Dass solche Entscheidungen überhaupt möglich sind, zeigt ein strukturelles Problem: Die Macht der Kirchen im deutschen Gesundheitswesen ist viel zu groß. Rund ein Drittel aller Krankenhäuser in Deutschland befindet sich in kirchlicher Trägerschaft. Und obwohl sie öffentlich finanziert werden, dürfen sie sich Sonderrechte herausnehmen – etwa bei Personalentscheidungen, bei den Arbeitsrechten oder eben bei medizinischen Leistungen. Diese Macht muss endlich begrenzt werden. Wer öffentliche Aufgaben übernimmt, muss sich auch öffentlichen Standards unterwerfen. Dazu gehört auch das Recht auf Schwangerschaftsabbruch nach medizinischer Indikation. Alles andere ist institutionalisierte Diskriminierung.

Wir fordern:

  • Die konsequente Entflechtung von Kirche und öffentlichem Gesundheitswesen.
  • Die vollständige Entkriminalisierung des Schwangerschaftsabbruchs.
  • Ein flächendeckendes, wohnortnahes und neutrales Angebot für sichere Abbrüche.
  • Den Schutz medizinischer Fachkräfte, die sich für reproduktive Rechte einsetzen.

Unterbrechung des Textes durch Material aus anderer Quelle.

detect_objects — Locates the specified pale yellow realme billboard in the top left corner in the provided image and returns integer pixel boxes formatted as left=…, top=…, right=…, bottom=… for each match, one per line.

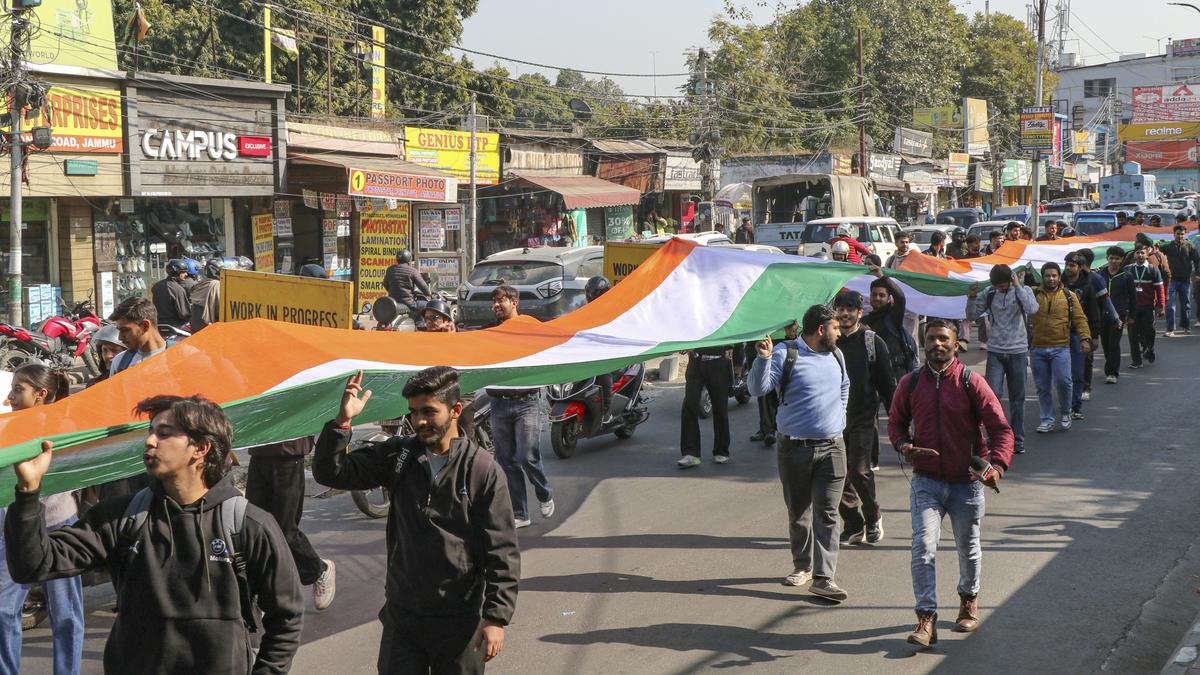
left=29, top=0, right=118, bottom=71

Körperliche und reproduktive Selbstbestimmung für alle sind zentrale Voraussetzungen für eine selbstbestimmte Familien- und Lebensplanung. Deshalb muss die Entscheidung gegen eine Schwangerschaft frei von Zwängen, Hindernissen und Stigmatisierung möglich sein. § 218 StGB muss ersatzlos gestrichen werden. Die Versorgungslage ungewollt Schwangerer muss deutschlandweit verbessert werden. Beratungsangebote müssen freiwillig statt verpflichtend sein. Der Schwangerschaftsabbruch muss als medizinischer Eingriff gelten, der zur gesundheitlichen Versorgung dazugehört.

Beratung & Hilfe:
An dieser Stelle möchten wir darauf hinweisen, dass es zahlreiche Unterstützungsangebote für Menschen gibt, die sich mit einem Schwangerschaftsabbruch auseinandersetzen müssen. Niemand ist allein.

Pro Familia: www.profamilia.de
Beratungsstellen in NRW: www.familienplanung.de
Petition "Stoppt die Kriminalisierung von Schwangerschaftsabbrüchen!" https://innn.it/keinmord

Der Kampf um Selbstbestimmung geht weiter – in Lippstadt, in Soest und überall.